Uno de los prisioneros quedó inmóvil y el otro partió en seguida con la ligereza de un ciervo. Apenas entró entre las filas saltó por encima de la cabeza de dos niños y se alejó de los hurones. Las filas se rompieron y todos corrieron tras él.

El prisionero saltó sobre una hoguera y no tardó en llegar al otro lado del bosque, donde otros hurones lo esperaban. Entonces corrió al lado más oscuro.

Duncan alcanzaba a distinguir su cuerpo de gran agilidad que daba saltos increíbles.

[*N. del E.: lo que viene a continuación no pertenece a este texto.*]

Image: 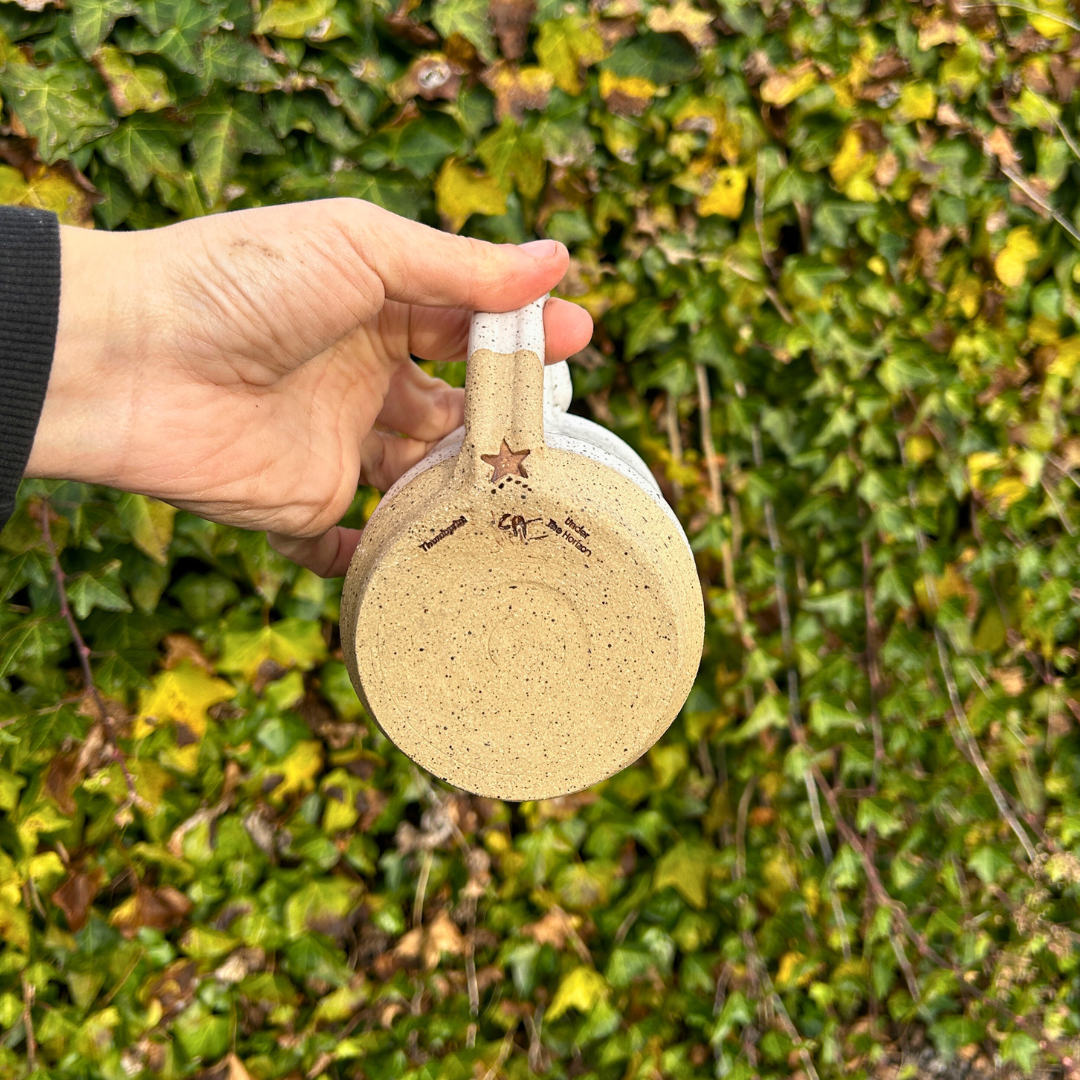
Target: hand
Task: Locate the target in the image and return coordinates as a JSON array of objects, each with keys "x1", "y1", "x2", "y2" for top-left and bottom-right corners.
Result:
[{"x1": 26, "y1": 199, "x2": 592, "y2": 577}]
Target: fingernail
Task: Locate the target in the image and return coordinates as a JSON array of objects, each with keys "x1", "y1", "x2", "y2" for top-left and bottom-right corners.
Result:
[{"x1": 519, "y1": 240, "x2": 558, "y2": 259}]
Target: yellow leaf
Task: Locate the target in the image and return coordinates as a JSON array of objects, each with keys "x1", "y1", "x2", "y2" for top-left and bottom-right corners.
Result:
[
  {"x1": 648, "y1": 0, "x2": 716, "y2": 53},
  {"x1": 435, "y1": 158, "x2": 507, "y2": 232},
  {"x1": 270, "y1": 739, "x2": 323, "y2": 801},
  {"x1": 990, "y1": 476, "x2": 1027, "y2": 510},
  {"x1": 994, "y1": 225, "x2": 1039, "y2": 288},
  {"x1": 94, "y1": 45, "x2": 173, "y2": 117},
  {"x1": 133, "y1": 660, "x2": 237, "y2": 739},
  {"x1": 1027, "y1": 0, "x2": 1070, "y2": 41},
  {"x1": 672, "y1": 97, "x2": 742, "y2": 165},
  {"x1": 255, "y1": 0, "x2": 336, "y2": 38},
  {"x1": 0, "y1": 165, "x2": 94, "y2": 229},
  {"x1": 536, "y1": 15, "x2": 607, "y2": 94},
  {"x1": 893, "y1": 82, "x2": 937, "y2": 123},
  {"x1": 761, "y1": 59, "x2": 818, "y2": 109},
  {"x1": 548, "y1": 968, "x2": 608, "y2": 1021},
  {"x1": 481, "y1": 60, "x2": 555, "y2": 123},
  {"x1": 904, "y1": 435, "x2": 936, "y2": 465},
  {"x1": 698, "y1": 167, "x2": 746, "y2": 218},
  {"x1": 948, "y1": 274, "x2": 983, "y2": 319},
  {"x1": 1047, "y1": 337, "x2": 1080, "y2": 379},
  {"x1": 0, "y1": 900, "x2": 30, "y2": 950},
  {"x1": 600, "y1": 71, "x2": 659, "y2": 117},
  {"x1": 27, "y1": 851, "x2": 67, "y2": 892},
  {"x1": 777, "y1": 953, "x2": 806, "y2": 988},
  {"x1": 828, "y1": 127, "x2": 877, "y2": 202}
]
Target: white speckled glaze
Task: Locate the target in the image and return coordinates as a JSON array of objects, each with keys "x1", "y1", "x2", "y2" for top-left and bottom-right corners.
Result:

Luego el mayor lo buscó con la vista y de improviso lo vio junto a la puerta de la cabaña principal. En ese instante el prisionero había pasado un brazo alrededor del poste salvador que lo protegía; estaba muy fatigado y casi no podía respirar. Una costumbre inmemorial y sagrada protegía entonces su persona por el hecho de tomar ese poste, hasta que el consejo deliberase sobre su suerte. Silencioso, no manifestaba ni temor ni cólera, lo que molestaba a las mujeres. Una india se puso frente a él y comenzó a insultarlo.

—¡Oye, delaware! —le dijo burlona—. Tu nación es una raza de mujeres. Sus madres son mujeres de ciervos.

El prisionero se mostraba superior a toda esta mofa, lo que molestó aún más a la vieja india. En ese punto el muchacho volvió el rostro y Duncan lo reconoció: era Uncás, el joven mohicano. Heyward desvió inmediatamente la mirada. Un guerrero se abrió paso entre la turba enfurecida; con un gesto apartó a las mujeres y a los niños, asió un brazo de Uncás y lo condujo hacia la entrada de la sala del consejo, adonde lo siguieron los guerreros más importantes. Heyward se mezcló entre ellos. Los hurones ocuparon sus puestos según sus rangos.

Uncás permanecía sereno, altivo y silencioso. No ocurría lo mismo con el otro prisionero. Él mismo había entrado en la choza, sin que nadie lo obligara a hacerlo. Heyward, miró de frente al cautivo pero no lo conocía, era un guerrero hurón.

El jefe del cabello cano dirigió la palabra a Uncás:

—Aunque perteneces a un pueblo de mujeres, has demostrado que eres hombre. Con gusto te daría algo de comer. Pero el que come con un hurón debe ser su amigo.

Descansa hasta el sol de mañana y entonces oirás las palabras del consejo. Dos de mis jóvenes andan persiguiendo a tu compañero.